(Bloomberg) -- Democrats in Congress are seeking to capitalize on unrest over teacher pay that has led to classroom walkouts in a handful of states, offering an election-year plan to roll back part of last year’s GOP tax cut to boost funds for schools, including higher wages for educators.
States and local school districts would get $50 billion over a decade to raise teacher pay and recruit more educators. The plan would provide another $50 billion for school buildings and resources, and expand public school teachers’ collective bargaining rights.
The measure is among a series of initiatives Democrats are offering to rally their core voters ahead of elections in November, when every House seat is on the ballot, along with a third of Senate seats.
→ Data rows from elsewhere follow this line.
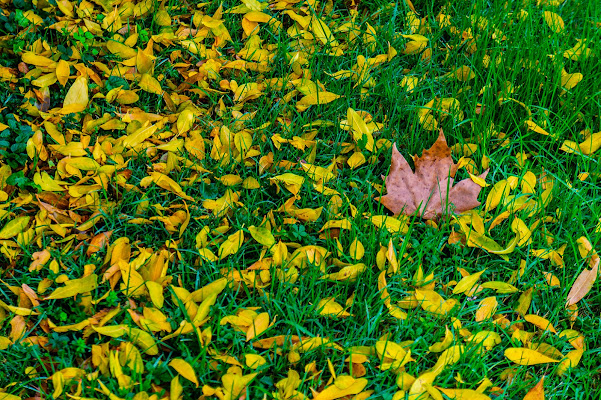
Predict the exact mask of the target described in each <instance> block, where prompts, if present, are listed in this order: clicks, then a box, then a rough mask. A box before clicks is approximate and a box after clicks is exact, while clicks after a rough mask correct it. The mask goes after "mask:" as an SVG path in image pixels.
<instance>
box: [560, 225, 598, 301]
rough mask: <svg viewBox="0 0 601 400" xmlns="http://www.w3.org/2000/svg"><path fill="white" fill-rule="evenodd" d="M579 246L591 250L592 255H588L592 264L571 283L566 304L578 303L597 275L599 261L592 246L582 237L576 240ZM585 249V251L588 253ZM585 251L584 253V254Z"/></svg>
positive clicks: (581, 251) (592, 285)
mask: <svg viewBox="0 0 601 400" xmlns="http://www.w3.org/2000/svg"><path fill="white" fill-rule="evenodd" d="M577 242H578V244H579V247H587V248H588V249H589V251H592V255H591V256H590V257H591V258H590V261H589V264H592V265H591V266H592V268H591V269H585V270H584V271H582V272H581V273H580V275H578V278H576V281H574V284H573V285H572V288H571V289H570V292H569V293H568V298H567V302H566V306H568V307H569V306H571V305H572V304H576V303H578V302H579V301H580V300H582V298H583V297H584V296H586V294H587V293H588V292H589V291H590V290H591V288H592V287H593V284H594V283H595V280H596V279H597V275H598V273H599V262H600V260H601V259H600V258H599V256H598V255H597V253H596V252H595V251H594V250H592V246H591V245H590V243H588V240H587V239H586V238H584V237H581V238H579V239H578V240H577ZM589 251H587V252H586V253H588V252H589ZM586 253H585V255H586ZM581 254H582V251H581Z"/></svg>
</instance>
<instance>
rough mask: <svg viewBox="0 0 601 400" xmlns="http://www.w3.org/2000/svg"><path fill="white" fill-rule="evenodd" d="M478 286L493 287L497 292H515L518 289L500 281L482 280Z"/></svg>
mask: <svg viewBox="0 0 601 400" xmlns="http://www.w3.org/2000/svg"><path fill="white" fill-rule="evenodd" d="M480 287H482V289H493V290H494V291H495V292H497V293H515V292H517V291H518V288H516V287H515V286H513V285H510V284H509V283H505V282H501V281H490V282H484V283H483V284H481V285H480Z"/></svg>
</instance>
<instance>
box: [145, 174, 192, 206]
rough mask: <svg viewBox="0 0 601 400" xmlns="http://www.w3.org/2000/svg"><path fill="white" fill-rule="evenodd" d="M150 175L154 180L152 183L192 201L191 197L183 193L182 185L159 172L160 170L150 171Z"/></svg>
mask: <svg viewBox="0 0 601 400" xmlns="http://www.w3.org/2000/svg"><path fill="white" fill-rule="evenodd" d="M150 177H151V178H152V180H153V181H154V183H155V184H156V185H157V186H159V187H161V188H163V189H165V190H168V191H170V192H173V193H175V194H176V195H178V196H179V197H181V198H182V199H184V200H188V201H194V199H193V198H192V197H190V196H188V195H187V194H185V193H184V191H183V190H182V187H181V186H180V185H179V184H178V183H177V182H175V181H174V180H173V179H171V178H170V177H168V176H167V175H165V174H161V173H160V172H151V173H150Z"/></svg>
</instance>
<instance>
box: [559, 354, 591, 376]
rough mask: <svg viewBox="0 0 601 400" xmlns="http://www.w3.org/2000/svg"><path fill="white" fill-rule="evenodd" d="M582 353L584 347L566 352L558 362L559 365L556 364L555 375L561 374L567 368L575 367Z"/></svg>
mask: <svg viewBox="0 0 601 400" xmlns="http://www.w3.org/2000/svg"><path fill="white" fill-rule="evenodd" d="M583 354H584V349H576V350H572V351H570V352H569V353H568V354H566V356H565V357H564V358H563V359H562V360H561V361H560V362H559V365H558V366H557V370H556V373H557V375H559V376H561V375H563V374H564V373H566V371H567V370H568V369H569V368H574V367H576V366H577V365H578V363H580V359H581V358H582V355H583Z"/></svg>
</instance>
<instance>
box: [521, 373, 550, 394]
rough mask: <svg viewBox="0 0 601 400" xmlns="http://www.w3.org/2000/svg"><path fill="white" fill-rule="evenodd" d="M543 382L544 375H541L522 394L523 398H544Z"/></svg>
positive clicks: (544, 379) (544, 378)
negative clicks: (528, 388) (531, 387)
mask: <svg viewBox="0 0 601 400" xmlns="http://www.w3.org/2000/svg"><path fill="white" fill-rule="evenodd" d="M544 382H545V377H544V376H543V377H542V378H541V380H540V381H538V383H537V384H536V386H534V387H533V388H532V389H530V390H529V391H528V393H526V396H524V400H545V388H544V387H543V383H544Z"/></svg>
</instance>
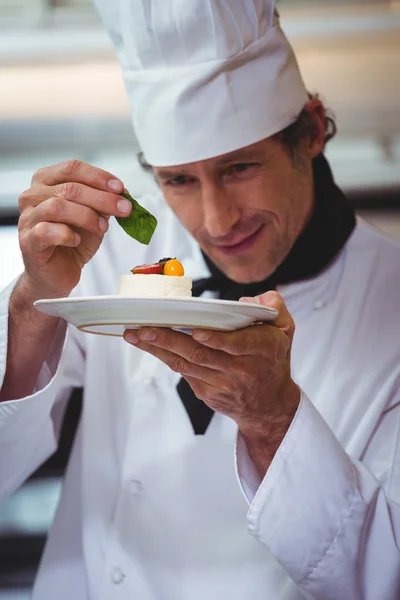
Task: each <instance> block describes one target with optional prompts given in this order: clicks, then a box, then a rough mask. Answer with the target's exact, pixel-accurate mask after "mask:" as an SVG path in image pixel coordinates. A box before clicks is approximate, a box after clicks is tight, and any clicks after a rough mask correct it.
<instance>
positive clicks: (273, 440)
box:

As the minority party in both chambers, Democrats lack the power to bring their plans to a vote.
On Monday, Democrats focused on controversies surrounding President Donald Trump and allegations of corruption in his administration, promising new ethics rules and restrictions on campaign donations from undisclosed contributors.
To pay for the education plan, House Minority Leader Nancy Pelosi and other Democratic leaders want to cancel the new tax cuts that benefit the wealthiest 1 percent of Americans.
“Instead of giving a tax cut to the richest of Americans, we should give a pay raise to teachers in this country who our students depend on to succeed,” Senate Majority Leader Chuck Schumer said at a news conference. Joining the Democrats were leaders of the American Federation of Teachers and the National Education Association, key donors to the party and its candidates.
The recent teacher walkouts have occurred in some important election battleground states including Arizona, where GOP Senator Jeff Flake is retiring, and West Virginia, where incumbent Democratic Senator Joe Manchin is fighting to keep his seat.
Teachers in West Virginia ended a nine-day strike in March with a 5 percent pay raise. Other states where teachers have demonstrated for higher pay include Oklahoma, Kentucky and Colorado.